Question

help! the integral of 4^(3x) dx

Answer 1

I keep getting 4^3x/ 3ln(4) +C

Answer 2

but that's not an answer choice

Answer 3

\(\color{black}{\displaystyle y=a^x}\)
\(\color{black}{\displaystyle \ln y=\ln a^x}\)
\(\color{black}{\displaystyle \ln y=x \ln a}\)
\(\color{black}{\displaystyle y'/y= \ln a}\)
\(\color{black}{\displaystyle y'= y\ln a}\)
\(\color{black}{\displaystyle y'= a^x\ln a}\)

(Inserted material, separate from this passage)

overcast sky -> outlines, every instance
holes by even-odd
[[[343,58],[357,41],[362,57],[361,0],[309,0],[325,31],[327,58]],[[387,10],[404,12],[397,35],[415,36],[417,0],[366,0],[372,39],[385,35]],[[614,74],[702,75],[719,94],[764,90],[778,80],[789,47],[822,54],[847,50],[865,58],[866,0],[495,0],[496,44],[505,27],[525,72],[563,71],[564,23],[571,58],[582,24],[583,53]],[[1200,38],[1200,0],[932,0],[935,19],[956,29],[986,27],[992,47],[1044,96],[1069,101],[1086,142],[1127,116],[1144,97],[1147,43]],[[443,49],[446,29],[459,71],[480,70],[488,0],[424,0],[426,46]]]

Since the derivative of \(a^x\) is \(a^x\ln a\), therefore,
the antiderivative of \(a^x\) is \((a^x/\ln a)\color{gray}{+C}\).

So, you may conclude,
\(\color{black}{\displaystyle \int a^x~dx=\frac{a^x}{\ln a} +C:\quad \quad \left\{\left.a\right|a>0,~a\ne e\right\}}\)

Answer 4

Well, a can also be equal to e, actually....
e^x/ln(e) = e^x/1 = e^x,

which just repeats that
integral of e^x is just e^x

Answer 5

try using properties of log @chris215

Answer 6

maybe like the power rule

Answer 7

\[\ln(x^r)=? \text{ thing power rule for log}\]

Answer 8

\(\color{black}{\displaystyle \int b^{cx}~dx=\int (b^c)^{x}~dx=\frac{(b^c)^x}{\ln (b^c)} +C=\frac{b^{cx}}{c\ln (b)} +C}\)

Answer 9

this is another derivation from my previous derivation, using a property
\(a^{bc}=(a^b)^c\)

Answer 10

I got 4^(3x)/(ln4)+C

Answer 11

ln(x^r)=r ln(x)

Answer 12

so 3 ln(4)=?

Answer 13

6ln2?

Answer 14

so it would be 4^(3x)/6ln2 +c ?

Answer 15

you could write 3 ln(4) as 6 ln(2)

Answer 16

6•ln(2) = 4•ln(3)

Yes

Answer 17

is that one of your choices ?

Answer 18

oh the other way,
3 ln(4)

Answer 19

yes, you are right.

Answer 20

yes it is thanks so much !

Answer 21

lol I didn't even notice with my dislexic-ness that what you wrote was different than what I wrote @idku

Answer 22

but after much concentration i finally seen it

Answer 23

:)